O padrão postural — dor que piora progressivamente ao ficar em pé e melhora claramente ao deitar — é o elemento diagnóstico mais específico da variz no útero e da síndrome de congestão pélvica. A endometriose não tem esse padrão.


Diagnóstico da Variz no Útero

Doppler Pélvico com Valsalva — Exame de Triagem

O Doppler pélvico com manobra de Valsalva é o exame de triagem para a variz no útero. Avalia o refluxo venoso nas veias ovarianas durante o esforço abdominal. É fundamental solicitar especificamente “Doppler pélvico com Valsalva para avaliação de insuficiência das veias ovarianas” — o ultrassom pélvico convencional sem essa técnica frequentemente não identifica a variz no útero.

Critérios diagnósticos no Doppler para variz no útero:

  • Veia ovariana com diâmetro acima de 5 mm
  • Refluxo venoso ao esforço (manobra de Valsalva)
  • Veias uterinas dilatadas no paramétrio
  • Plexo venoso pélvico dilatado ao redor do útero

Angiotomografia ou AngioRM Pélvica

A angiotomografia ou angioressonância pélvica são indicadas para mapear completamente a extensão da variz no útero, o calibre das veias ovarianas e identificar causas compressivas como May-Thurner ou Nutcracker. São fundamentais para o planejamento da embolização.

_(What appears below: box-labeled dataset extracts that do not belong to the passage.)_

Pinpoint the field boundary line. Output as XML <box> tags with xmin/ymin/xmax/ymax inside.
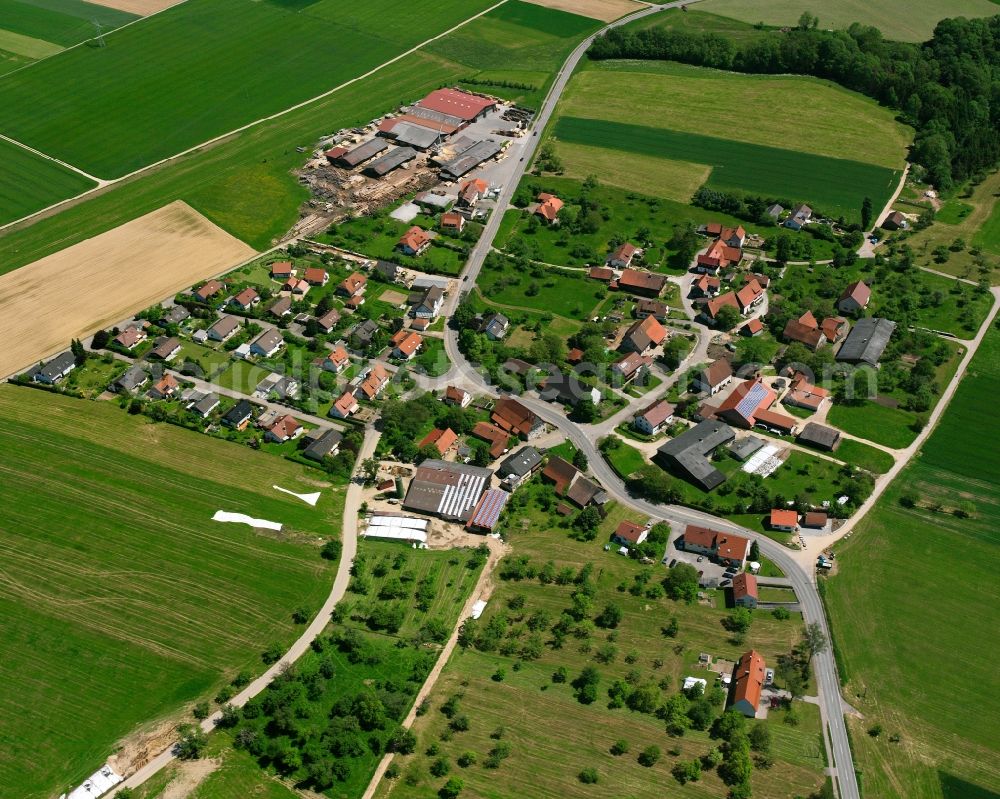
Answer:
<box><xmin>0</xmin><ymin>133</ymin><xmax>108</xmax><ymax>186</ymax></box>
<box><xmin>2</xmin><ymin>0</ymin><xmax>187</xmax><ymax>78</ymax></box>
<box><xmin>0</xmin><ymin>0</ymin><xmax>507</xmax><ymax>233</ymax></box>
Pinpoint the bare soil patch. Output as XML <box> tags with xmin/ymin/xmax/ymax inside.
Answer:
<box><xmin>0</xmin><ymin>200</ymin><xmax>256</xmax><ymax>375</ymax></box>
<box><xmin>89</xmin><ymin>0</ymin><xmax>184</xmax><ymax>17</ymax></box>
<box><xmin>527</xmin><ymin>0</ymin><xmax>649</xmax><ymax>22</ymax></box>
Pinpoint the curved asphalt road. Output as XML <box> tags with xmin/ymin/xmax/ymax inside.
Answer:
<box><xmin>445</xmin><ymin>2</ymin><xmax>860</xmax><ymax>799</ymax></box>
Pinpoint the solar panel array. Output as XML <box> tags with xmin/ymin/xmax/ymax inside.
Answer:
<box><xmin>437</xmin><ymin>474</ymin><xmax>486</xmax><ymax>518</ymax></box>
<box><xmin>736</xmin><ymin>383</ymin><xmax>767</xmax><ymax>419</ymax></box>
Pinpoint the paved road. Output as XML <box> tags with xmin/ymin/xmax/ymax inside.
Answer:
<box><xmin>113</xmin><ymin>427</ymin><xmax>379</xmax><ymax>791</ymax></box>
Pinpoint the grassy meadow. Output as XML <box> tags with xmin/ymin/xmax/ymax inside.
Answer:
<box><xmin>553</xmin><ymin>116</ymin><xmax>899</xmax><ymax>219</ymax></box>
<box><xmin>699</xmin><ymin>0</ymin><xmax>997</xmax><ymax>42</ymax></box>
<box><xmin>825</xmin><ymin>327</ymin><xmax>1000</xmax><ymax>799</ymax></box>
<box><xmin>0</xmin><ymin>0</ymin><xmax>498</xmax><ymax>177</ymax></box>
<box><xmin>376</xmin><ymin>494</ymin><xmax>823</xmax><ymax>799</ymax></box>
<box><xmin>0</xmin><ymin>385</ymin><xmax>343</xmax><ymax>799</ymax></box>
<box><xmin>0</xmin><ymin>134</ymin><xmax>97</xmax><ymax>225</ymax></box>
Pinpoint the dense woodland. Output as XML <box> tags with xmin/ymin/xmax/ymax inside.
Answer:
<box><xmin>588</xmin><ymin>12</ymin><xmax>1000</xmax><ymax>191</ymax></box>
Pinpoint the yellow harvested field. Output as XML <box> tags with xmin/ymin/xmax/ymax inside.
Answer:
<box><xmin>555</xmin><ymin>140</ymin><xmax>712</xmax><ymax>203</ymax></box>
<box><xmin>0</xmin><ymin>200</ymin><xmax>256</xmax><ymax>375</ymax></box>
<box><xmin>88</xmin><ymin>0</ymin><xmax>184</xmax><ymax>17</ymax></box>
<box><xmin>527</xmin><ymin>0</ymin><xmax>650</xmax><ymax>22</ymax></box>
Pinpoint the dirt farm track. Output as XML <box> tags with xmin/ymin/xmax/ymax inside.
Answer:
<box><xmin>0</xmin><ymin>200</ymin><xmax>255</xmax><ymax>376</ymax></box>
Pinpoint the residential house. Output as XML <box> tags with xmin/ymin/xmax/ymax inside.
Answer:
<box><xmin>417</xmin><ymin>427</ymin><xmax>458</xmax><ymax>458</ymax></box>
<box><xmin>31</xmin><ymin>352</ymin><xmax>76</xmax><ymax>386</ymax></box>
<box><xmin>441</xmin><ymin>211</ymin><xmax>465</xmax><ymax>233</ymax></box>
<box><xmin>149</xmin><ymin>374</ymin><xmax>180</xmax><ymax>400</ymax></box>
<box><xmin>611</xmin><ymin>269</ymin><xmax>667</xmax><ymax>299</ymax></box>
<box><xmin>222</xmin><ymin>399</ymin><xmax>253</xmax><ymax>430</ymax></box>
<box><xmin>360</xmin><ymin>361</ymin><xmax>392</xmax><ymax>400</ymax></box>
<box><xmin>316</xmin><ymin>308</ymin><xmax>340</xmax><ymax>334</ymax></box>
<box><xmin>413</xmin><ymin>286</ymin><xmax>444</xmax><ymax>319</ymax></box>
<box><xmin>479</xmin><ymin>313</ymin><xmax>510</xmax><ymax>341</ymax></box>
<box><xmin>497</xmin><ymin>447</ymin><xmax>542</xmax><ymax>491</ymax></box>
<box><xmin>250</xmin><ymin>327</ymin><xmax>285</xmax><ymax>358</ymax></box>
<box><xmin>729</xmin><ymin>649</ymin><xmax>767</xmax><ymax>719</ymax></box>
<box><xmin>191</xmin><ymin>280</ymin><xmax>225</xmax><ymax>302</ymax></box>
<box><xmin>611</xmin><ymin>352</ymin><xmax>653</xmax><ymax>385</ymax></box>
<box><xmin>632</xmin><ymin>297</ymin><xmax>670</xmax><ymax>322</ymax></box>
<box><xmin>111</xmin><ymin>363</ymin><xmax>149</xmax><ymax>394</ymax></box>
<box><xmin>472</xmin><ymin>422</ymin><xmax>510</xmax><ymax>458</ymax></box>
<box><xmin>115</xmin><ymin>325</ymin><xmax>147</xmax><ymax>350</ymax></box>
<box><xmin>330</xmin><ymin>391</ymin><xmax>361</xmax><ymax>419</ymax></box>
<box><xmin>837</xmin><ymin>280</ymin><xmax>872</xmax><ymax>313</ymax></box>
<box><xmin>694</xmin><ymin>358</ymin><xmax>733</xmax><ymax>396</ymax></box>
<box><xmin>444</xmin><ymin>386</ymin><xmax>472</xmax><ymax>408</ymax></box>
<box><xmin>782</xmin><ymin>311</ymin><xmax>826</xmax><ymax>352</ymax></box>
<box><xmin>619</xmin><ymin>316</ymin><xmax>667</xmax><ymax>355</ymax></box>
<box><xmin>490</xmin><ymin>397</ymin><xmax>545</xmax><ymax>441</ymax></box>
<box><xmin>605</xmin><ymin>241</ymin><xmax>642</xmax><ymax>269</ymax></box>
<box><xmin>768</xmin><ymin>508</ymin><xmax>799</xmax><ymax>533</ymax></box>
<box><xmin>337</xmin><ymin>272</ymin><xmax>368</xmax><ymax>297</ymax></box>
<box><xmin>302</xmin><ymin>428</ymin><xmax>344</xmax><ymax>463</ymax></box>
<box><xmin>396</xmin><ymin>225</ymin><xmax>431</xmax><ymax>258</ymax></box>
<box><xmin>267</xmin><ymin>297</ymin><xmax>292</xmax><ymax>319</ymax></box>
<box><xmin>149</xmin><ymin>336</ymin><xmax>181</xmax><ymax>361</ymax></box>
<box><xmin>881</xmin><ymin>211</ymin><xmax>910</xmax><ymax>230</ymax></box>
<box><xmin>611</xmin><ymin>519</ymin><xmax>651</xmax><ymax>549</ymax></box>
<box><xmin>390</xmin><ymin>330</ymin><xmax>424</xmax><ymax>361</ymax></box>
<box><xmin>733</xmin><ymin>572</ymin><xmax>758</xmax><ymax>610</ymax></box>
<box><xmin>785</xmin><ymin>205</ymin><xmax>812</xmax><ymax>230</ymax></box>
<box><xmin>323</xmin><ymin>346</ymin><xmax>351</xmax><ymax>374</ymax></box>
<box><xmin>302</xmin><ymin>266</ymin><xmax>330</xmax><ymax>286</ymax></box>
<box><xmin>632</xmin><ymin>399</ymin><xmax>674</xmax><ymax>436</ymax></box>
<box><xmin>205</xmin><ymin>316</ymin><xmax>240</xmax><ymax>341</ymax></box>
<box><xmin>736</xmin><ymin>278</ymin><xmax>766</xmax><ymax>316</ymax></box>
<box><xmin>535</xmin><ymin>192</ymin><xmax>563</xmax><ymax>225</ymax></box>
<box><xmin>271</xmin><ymin>261</ymin><xmax>295</xmax><ymax>282</ymax></box>
<box><xmin>264</xmin><ymin>414</ymin><xmax>305</xmax><ymax>444</ymax></box>
<box><xmin>229</xmin><ymin>287</ymin><xmax>260</xmax><ymax>313</ymax></box>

Venografia Pélvica Seletiva

O padrão-ouro para diagnóstico e tratamento simultâneo da variz no útero. Cateterismo direto das veias ovarianas com injeção de contraste — confirma o diagnóstico e permite realizar a embolização no mesmo procedimento.


Tratamento da Variz no Útero

Embolização Pélvica — Tratamento de Referência

A embolização endovascular das veias ovarianas é o tratamento de escolha para a variz no útero com síndrome de congestão pélvica. Realizado pelo cirurgião vascular intervencionista:

  • Sedação leve — sem anestesia geral
  • Punção venosa na virilha ou no pescoço — sem cortes cirúrgicos
  • Cateter navegado até as veias ovarianas incompetentes sob visão radioscópica
  • Injeção de espirais metálicas (coils) e espuma esclerosante que ocluem as veias que alimentam a variz no útero
  • Procedimento dura 60 a 90 minutos
  • Alta no mesmo dia ou internação de uma noite
  • Retorno às atividades em 3 a 7 dias
  • Taxa de melhora da dor pélvica da variz no útero: 70 a 85% dos casos

Tratamento Clínico da Variz no Útero

  • Medroxiprogesterona: progestogênio que reduz o calibre das veias pélvicas — alivia sintomas em muitas pacientes com variz no útero por 6 a 12 meses. Não é tratamento definitivo
  • Meia-calça de alta compressão: reduz a hipertensão venosa pélvica e nos membros inferiores — especialmente útil para as varizes secundárias da variz no útero
  • Venoativos (diosmina + hesperidina): auxiliam no controle dos sintomas de congestão pélvica da variz no útero
  • Analgésicos e anti-inflamatórios: controle sintomático da dor — não tratam a causa

Tratamento das Causas Subjacentes

Quando a variz no útero é causada por May-Thurner ou Nutcracker, o tratamento deve incluir a correção da compressão anatômica com stent venoso — além da embolização das veias ovarianas. Tratar apenas a variz no útero sem resolver a causa compressiva resulta em recidiva precoce.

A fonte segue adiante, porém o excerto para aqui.